HECTOR was developed for the School of Arts & Sciences (SAS) in the University of Pennsylvania.  HECTOR is intended to be open source, extensible, and customizable to suit a wide variety of needs and environments.  Much of the development of HECTOR was driven by the specific operational realities of the information security program in SAS which explains many of the idiosyncratic approaches.  For instance, in the University of Pennsylvania a single networking group controls the University networks and therefore security staff within SAS do not have access to taps, span ports, or other mechanisms to view networking data.  This forced the development of HECTOR towards client side, or passive information gathering techniques.

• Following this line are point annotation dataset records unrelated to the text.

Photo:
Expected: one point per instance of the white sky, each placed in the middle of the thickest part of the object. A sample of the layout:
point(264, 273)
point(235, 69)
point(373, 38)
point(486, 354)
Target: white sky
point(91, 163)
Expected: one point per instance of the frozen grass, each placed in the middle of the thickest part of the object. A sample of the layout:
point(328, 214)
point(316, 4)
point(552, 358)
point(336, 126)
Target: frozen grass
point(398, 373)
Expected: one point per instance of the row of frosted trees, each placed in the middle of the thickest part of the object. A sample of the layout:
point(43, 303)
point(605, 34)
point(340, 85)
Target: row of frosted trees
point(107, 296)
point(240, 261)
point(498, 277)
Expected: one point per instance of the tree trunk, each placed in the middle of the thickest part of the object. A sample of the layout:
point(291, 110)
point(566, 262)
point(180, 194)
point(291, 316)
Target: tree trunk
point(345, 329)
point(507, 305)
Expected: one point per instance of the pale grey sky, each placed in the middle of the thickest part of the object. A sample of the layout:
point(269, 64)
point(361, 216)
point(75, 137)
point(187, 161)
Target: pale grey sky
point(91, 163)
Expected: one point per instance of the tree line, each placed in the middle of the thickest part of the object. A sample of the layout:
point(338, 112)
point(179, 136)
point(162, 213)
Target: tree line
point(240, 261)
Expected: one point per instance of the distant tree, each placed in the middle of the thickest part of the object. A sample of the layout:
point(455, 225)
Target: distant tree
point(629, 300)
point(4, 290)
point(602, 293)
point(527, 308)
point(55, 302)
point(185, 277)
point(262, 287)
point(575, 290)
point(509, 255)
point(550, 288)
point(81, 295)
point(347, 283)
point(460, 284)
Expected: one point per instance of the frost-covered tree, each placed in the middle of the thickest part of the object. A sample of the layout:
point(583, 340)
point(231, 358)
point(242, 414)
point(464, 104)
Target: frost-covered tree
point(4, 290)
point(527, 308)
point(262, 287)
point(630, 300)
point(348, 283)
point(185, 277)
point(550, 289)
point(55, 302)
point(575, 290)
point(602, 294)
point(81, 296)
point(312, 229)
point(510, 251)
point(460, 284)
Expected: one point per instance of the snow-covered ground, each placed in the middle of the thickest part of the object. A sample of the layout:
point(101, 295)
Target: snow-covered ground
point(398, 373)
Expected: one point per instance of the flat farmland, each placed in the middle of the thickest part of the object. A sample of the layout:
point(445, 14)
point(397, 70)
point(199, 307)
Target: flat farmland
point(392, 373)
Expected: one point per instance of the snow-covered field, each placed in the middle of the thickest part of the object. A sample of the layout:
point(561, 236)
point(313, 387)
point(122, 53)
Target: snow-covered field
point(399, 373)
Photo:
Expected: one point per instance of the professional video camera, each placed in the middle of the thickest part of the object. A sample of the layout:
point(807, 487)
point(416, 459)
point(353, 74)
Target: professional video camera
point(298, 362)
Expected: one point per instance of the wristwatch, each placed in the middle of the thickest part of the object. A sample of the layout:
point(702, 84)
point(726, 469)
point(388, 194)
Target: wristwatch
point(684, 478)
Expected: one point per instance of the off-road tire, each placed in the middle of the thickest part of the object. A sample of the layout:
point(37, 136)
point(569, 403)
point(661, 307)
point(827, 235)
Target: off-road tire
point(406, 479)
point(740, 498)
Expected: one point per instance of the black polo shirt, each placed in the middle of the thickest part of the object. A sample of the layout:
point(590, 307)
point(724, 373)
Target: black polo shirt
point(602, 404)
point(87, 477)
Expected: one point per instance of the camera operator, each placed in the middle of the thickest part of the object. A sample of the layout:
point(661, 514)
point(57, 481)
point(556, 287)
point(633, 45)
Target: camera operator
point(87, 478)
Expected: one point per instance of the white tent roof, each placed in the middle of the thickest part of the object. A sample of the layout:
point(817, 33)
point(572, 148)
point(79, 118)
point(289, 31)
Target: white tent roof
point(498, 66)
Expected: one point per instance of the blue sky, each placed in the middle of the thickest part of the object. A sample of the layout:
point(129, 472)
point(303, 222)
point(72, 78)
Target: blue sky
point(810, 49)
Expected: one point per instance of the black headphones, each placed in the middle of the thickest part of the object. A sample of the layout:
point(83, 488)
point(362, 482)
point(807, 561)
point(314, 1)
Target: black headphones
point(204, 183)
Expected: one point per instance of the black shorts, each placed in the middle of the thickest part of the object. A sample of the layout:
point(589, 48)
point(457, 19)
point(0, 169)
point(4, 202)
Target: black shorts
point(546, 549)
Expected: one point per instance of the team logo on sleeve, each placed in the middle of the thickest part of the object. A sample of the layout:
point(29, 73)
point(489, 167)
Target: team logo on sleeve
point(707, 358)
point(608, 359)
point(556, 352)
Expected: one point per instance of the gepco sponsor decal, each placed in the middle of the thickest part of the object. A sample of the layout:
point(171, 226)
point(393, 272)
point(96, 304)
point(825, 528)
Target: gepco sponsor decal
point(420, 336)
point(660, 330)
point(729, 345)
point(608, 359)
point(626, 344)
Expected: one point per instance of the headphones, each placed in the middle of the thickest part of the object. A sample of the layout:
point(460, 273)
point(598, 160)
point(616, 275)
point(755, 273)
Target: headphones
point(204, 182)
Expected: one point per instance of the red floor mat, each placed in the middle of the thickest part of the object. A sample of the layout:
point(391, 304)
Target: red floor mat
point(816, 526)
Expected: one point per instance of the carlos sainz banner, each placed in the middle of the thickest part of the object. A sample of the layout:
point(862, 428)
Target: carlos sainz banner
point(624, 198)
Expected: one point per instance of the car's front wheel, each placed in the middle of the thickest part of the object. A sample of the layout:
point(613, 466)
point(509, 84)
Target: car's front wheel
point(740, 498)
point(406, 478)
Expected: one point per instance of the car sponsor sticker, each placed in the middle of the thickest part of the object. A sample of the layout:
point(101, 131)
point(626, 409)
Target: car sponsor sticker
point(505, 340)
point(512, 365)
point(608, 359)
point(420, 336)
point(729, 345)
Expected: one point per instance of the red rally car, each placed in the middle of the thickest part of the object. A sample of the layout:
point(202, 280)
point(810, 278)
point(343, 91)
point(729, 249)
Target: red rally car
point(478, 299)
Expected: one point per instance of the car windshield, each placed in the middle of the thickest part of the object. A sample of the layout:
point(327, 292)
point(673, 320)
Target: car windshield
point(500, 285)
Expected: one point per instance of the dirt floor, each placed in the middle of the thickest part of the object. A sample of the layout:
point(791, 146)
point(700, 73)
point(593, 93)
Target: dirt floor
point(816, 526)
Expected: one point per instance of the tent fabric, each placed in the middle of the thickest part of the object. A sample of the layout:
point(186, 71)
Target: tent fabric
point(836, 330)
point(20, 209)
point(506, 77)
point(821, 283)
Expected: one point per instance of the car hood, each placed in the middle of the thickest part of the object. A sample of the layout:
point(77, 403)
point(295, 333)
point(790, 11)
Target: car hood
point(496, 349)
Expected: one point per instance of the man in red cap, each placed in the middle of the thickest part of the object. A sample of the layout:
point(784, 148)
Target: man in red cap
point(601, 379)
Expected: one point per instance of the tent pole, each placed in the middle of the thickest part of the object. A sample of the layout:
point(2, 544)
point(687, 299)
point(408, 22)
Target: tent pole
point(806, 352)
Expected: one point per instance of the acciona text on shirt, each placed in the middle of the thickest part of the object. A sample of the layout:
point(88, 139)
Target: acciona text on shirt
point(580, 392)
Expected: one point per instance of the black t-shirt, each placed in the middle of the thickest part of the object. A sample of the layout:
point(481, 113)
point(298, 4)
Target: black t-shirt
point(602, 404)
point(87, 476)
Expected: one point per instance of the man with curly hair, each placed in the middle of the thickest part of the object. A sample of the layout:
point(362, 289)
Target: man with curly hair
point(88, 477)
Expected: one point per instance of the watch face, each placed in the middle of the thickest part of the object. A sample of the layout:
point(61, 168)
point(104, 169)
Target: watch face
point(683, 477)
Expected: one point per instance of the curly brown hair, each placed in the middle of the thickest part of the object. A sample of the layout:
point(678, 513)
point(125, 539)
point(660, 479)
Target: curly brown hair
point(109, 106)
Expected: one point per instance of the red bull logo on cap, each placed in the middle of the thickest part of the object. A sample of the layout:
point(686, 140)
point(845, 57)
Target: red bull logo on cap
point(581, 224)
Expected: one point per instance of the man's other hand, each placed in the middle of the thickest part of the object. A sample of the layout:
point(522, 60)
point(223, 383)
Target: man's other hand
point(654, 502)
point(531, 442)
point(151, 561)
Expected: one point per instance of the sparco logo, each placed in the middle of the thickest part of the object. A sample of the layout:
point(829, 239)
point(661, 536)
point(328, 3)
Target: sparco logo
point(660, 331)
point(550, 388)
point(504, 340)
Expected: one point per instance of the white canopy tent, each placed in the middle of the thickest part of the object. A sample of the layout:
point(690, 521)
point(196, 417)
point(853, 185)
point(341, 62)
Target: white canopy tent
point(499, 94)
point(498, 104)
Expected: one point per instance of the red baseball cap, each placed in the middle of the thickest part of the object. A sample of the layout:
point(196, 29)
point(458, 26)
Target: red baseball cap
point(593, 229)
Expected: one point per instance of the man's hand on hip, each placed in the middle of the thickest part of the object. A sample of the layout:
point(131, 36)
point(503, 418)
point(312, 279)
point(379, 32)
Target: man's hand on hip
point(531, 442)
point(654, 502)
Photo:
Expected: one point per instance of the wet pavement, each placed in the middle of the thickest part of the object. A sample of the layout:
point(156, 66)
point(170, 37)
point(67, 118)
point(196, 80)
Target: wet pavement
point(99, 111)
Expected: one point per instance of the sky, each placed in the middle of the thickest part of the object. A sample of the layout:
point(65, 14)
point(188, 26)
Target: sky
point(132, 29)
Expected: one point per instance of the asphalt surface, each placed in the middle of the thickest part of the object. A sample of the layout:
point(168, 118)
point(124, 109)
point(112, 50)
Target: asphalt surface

HECTOR is designed to fit dynamic array of use cases, but one of the driving operational scenarios has been proactive vulnerability remediation.  HECTOR is designed to allow an analyst to spot trends in darknet scanning activity, correlate that activity with known (or unknown) vulnerabilities, cross reference that data with the asset inventory information to quickly identify at-risk assets in the organization and follow up with support providers to mitigate the risk to these assets.  For instance, in Spring of 2012 a Microsoft Remote Desktop Protocol (RDP) vulnerability was identified and made public through a variety of open source channels.  HECTOR quickly highlighted a rise in scans for port 3389 (the default RDP port).  Using HECTOR asset data based on port scans made it possible for a single point in time query to identify all machines with open port 3389 in the environment.  These machines were then tested using newly available vulnerability scans.  Contact information for vulnerable machines was queried from the HECTOR database and remediation was initiated using the organizations existing ticketing system, all in under 24 hours.

In addition to data about internal assets, HECTOR is also able to collect information about attackers.  Logs of malicious activity can be generated from a number of sources, and collecting this data in HECTOR allows investigators to piece together activity across hosts and across an environment over time.  This data can prove invaluable in incident response by pinpointing attacker activity across an organization.